Na área da esquerda o fenómeno será ainda mais assinalável, pois em condições normais a lógica do "voto útil" deveria tender para concentrar no PS, como "challenger" do Governo PSD-CDS, o voto flutuante de esquerda. Duas razões podem contribuir para contrariar essa lógica: (i) por um lado, a falta de investimento do PS em disputar o eleitorado à esquerda, preferindo apostar em reforçar os ganhos ao centro, "desertado" pelo PSD de Santana Lopes; (ii) por outro lado, a aparente facilidade do BE em atrair os eleitores "abandonados" à esquerda pelo PS de José Sócrates.

Incontinência

O Governo cessante continua a anunciar medidas políticas e legislativas a todo o vapor, como se não estivesse demitido. Ontem, por exemplo, eram as providências antitabagistas, hoje são as apostas de corridas de cavalos. Manifestamente nada disso cabe no conceito constitucional de "medidas estritamente necessárias", que delimita a competência essencialmente diminuída de um governo demitido.
A um mês das eleições, já que o Governo não mostra ter escrúpulos nesta matéria, não é altura de o Presidente da República sinalizar de uma vez por todas que as coisas não podem continuar assim e anunciar que esses diplomas não serão promulgados?

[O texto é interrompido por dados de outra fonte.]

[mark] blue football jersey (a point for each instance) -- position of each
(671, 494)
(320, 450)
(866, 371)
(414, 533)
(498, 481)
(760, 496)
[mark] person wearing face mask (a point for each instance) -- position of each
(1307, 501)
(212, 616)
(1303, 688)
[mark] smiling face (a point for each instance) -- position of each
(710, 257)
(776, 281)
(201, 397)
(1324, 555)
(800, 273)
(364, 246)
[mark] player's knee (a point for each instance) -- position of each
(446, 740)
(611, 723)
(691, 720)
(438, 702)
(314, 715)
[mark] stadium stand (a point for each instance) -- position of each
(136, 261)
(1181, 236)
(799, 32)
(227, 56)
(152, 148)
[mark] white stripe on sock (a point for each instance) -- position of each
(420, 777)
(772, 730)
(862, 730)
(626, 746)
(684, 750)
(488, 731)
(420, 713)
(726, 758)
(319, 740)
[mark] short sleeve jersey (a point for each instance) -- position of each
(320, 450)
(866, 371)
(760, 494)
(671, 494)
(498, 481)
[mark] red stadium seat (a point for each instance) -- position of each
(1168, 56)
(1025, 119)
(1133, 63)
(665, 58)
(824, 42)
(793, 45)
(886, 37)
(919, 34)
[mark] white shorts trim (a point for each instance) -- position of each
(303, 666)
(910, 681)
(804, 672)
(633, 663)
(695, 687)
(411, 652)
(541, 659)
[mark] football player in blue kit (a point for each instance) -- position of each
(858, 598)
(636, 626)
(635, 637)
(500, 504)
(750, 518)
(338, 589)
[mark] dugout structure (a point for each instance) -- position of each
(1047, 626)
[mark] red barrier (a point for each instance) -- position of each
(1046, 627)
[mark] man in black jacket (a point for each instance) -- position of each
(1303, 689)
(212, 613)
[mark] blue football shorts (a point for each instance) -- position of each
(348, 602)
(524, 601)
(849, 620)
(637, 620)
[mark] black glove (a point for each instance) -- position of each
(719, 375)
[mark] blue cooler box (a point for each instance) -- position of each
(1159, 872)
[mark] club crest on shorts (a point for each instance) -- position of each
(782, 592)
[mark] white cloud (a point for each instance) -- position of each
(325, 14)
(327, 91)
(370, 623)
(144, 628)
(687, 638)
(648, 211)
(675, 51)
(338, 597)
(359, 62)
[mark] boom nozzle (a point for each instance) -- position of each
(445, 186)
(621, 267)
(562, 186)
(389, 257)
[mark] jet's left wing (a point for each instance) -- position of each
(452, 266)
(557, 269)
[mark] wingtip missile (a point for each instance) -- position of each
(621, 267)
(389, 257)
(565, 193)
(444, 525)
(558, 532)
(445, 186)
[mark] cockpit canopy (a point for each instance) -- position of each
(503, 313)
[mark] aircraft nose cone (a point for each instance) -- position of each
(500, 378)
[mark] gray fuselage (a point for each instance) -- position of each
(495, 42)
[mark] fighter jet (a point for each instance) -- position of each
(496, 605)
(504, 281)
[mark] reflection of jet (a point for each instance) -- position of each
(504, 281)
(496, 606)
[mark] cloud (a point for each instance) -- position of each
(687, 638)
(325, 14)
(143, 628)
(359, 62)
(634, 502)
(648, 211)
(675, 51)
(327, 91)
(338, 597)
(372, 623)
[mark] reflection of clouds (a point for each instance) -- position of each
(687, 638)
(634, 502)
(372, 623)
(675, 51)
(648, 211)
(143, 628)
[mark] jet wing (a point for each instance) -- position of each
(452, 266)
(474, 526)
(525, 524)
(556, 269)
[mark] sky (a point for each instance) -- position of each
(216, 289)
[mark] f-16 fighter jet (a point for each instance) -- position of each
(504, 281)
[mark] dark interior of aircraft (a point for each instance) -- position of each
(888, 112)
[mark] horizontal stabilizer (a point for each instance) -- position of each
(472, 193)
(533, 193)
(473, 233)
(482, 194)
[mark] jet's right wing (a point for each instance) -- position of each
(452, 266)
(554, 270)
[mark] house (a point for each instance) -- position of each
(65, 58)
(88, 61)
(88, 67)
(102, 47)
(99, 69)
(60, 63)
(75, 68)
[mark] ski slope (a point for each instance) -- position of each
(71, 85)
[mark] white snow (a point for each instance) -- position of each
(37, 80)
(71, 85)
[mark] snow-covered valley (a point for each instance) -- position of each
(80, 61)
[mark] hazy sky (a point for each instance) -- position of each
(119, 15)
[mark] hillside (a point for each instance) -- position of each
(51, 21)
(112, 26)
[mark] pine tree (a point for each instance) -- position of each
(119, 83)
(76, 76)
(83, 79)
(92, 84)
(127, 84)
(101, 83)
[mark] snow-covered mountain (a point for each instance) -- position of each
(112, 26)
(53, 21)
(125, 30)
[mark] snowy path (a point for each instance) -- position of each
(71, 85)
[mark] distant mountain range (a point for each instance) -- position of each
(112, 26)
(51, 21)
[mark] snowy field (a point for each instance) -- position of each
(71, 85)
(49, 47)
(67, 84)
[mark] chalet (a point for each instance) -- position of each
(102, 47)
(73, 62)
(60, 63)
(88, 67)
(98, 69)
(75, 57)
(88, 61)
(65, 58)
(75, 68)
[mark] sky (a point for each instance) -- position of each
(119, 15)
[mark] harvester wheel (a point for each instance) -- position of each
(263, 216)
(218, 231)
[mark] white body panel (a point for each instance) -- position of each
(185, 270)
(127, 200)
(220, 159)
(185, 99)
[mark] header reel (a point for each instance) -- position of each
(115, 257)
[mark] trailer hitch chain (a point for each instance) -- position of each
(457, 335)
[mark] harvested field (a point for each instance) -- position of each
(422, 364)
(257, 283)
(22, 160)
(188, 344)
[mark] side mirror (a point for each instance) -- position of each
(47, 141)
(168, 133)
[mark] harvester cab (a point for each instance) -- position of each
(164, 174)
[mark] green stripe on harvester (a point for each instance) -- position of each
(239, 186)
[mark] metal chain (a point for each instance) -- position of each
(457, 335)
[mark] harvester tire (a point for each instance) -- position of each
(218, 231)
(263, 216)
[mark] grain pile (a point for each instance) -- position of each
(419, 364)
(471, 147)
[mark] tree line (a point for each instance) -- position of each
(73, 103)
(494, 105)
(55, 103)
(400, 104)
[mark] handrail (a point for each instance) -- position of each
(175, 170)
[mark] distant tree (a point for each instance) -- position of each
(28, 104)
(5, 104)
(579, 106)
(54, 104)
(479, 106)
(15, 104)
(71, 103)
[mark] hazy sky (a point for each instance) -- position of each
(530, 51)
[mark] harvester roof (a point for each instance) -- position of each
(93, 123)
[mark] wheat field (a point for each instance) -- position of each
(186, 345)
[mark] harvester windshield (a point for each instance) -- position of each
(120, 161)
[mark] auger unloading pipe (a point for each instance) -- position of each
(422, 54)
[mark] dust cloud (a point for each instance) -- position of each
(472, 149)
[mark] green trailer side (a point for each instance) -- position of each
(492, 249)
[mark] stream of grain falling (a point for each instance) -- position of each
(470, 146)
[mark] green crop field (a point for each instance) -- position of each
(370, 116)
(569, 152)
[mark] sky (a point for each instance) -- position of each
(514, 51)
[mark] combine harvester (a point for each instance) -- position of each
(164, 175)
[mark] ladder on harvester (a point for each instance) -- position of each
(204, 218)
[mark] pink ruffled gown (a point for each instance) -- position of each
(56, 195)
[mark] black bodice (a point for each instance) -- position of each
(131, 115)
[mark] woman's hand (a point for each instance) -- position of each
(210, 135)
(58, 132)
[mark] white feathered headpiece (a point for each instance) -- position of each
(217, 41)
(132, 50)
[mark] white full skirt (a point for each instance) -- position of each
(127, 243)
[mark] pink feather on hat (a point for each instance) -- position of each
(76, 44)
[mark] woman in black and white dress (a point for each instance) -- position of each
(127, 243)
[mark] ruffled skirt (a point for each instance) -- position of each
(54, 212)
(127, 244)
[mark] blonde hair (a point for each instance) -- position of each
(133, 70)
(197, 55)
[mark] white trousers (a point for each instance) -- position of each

Quando a realidade ultrapassa a anedota

Há quem descubra as ocorrências mais mirabolantes, por exemplo esta: um juiz dado como incapaz por razões psiquiátricas foi nomeado director nacional da PSP!? Será que houve entretanto um milagroso restabelecimento do cavalheiro, ou será que este Governo apostou decididamente numa concorrência desleal com os melhores humoristas da nossa praça?

quinta-feira, 13 de janeiro de 2005

Confusão

É conveniente não confundir "hospitais SA" com hospitais privados, nem sequer com hospitais públicos sob gestão privada (caso do Amadora-Sintra). Trata-se, sim, de uma das duas modalidades de gestão pública de hospitais públicos, sob forma empresarial, sendo a outra a forma de "ente público empresarial" (EPE), que foi preterida pelo actual Governo a favor daquela. A empresarialização, que é uma mudança da forma de gestão pública, não se confunde com privatização, ou seja, entrega ao sector privado.

Lições a tirar pela UE do tsunami no Índico

A catástrofe no Índico afectou-nos a todos globalmente e desencadeou solidariedade global. A segurança global falhou e aqui não podem apontar-se culpas a terroristas - a Natureza e a impreparação global estiveram na origem desta imensa tragédia.
A ONU, como é devido, está a coordenar a assistência aos sobreviventes. A UE está a actuar nesse sentido, mas tem também de tirar já lições para o futuro.
Precisamos de tornar global um sistema de detecção e aviso atempado de catástrofes, como o que já existe, e que teria permitido salvar milhares de vidas. A tecnologia europeia Galileu pode ajudar.
Precisamos de investir num sistema de protecção civil da União Europeia que coordene e reforce capacidades de prevenção e resposta rápida de todos os Estados Membros.
Precisamos de fazer uso da logística militar da UE - não apenas a de alguns dos seus membros - para dar assistência às áreas afectadas de mais difícil acesso. E investir nessas capacidades e na sua rápida projecção em futuras emergências semelhantes.
Precisamos de seguir de perto, políticamente, a reconstrução no Aceh/Indonesia e no Sri Lanka para impedir a retomada da guerra e do conflito nessas zonas.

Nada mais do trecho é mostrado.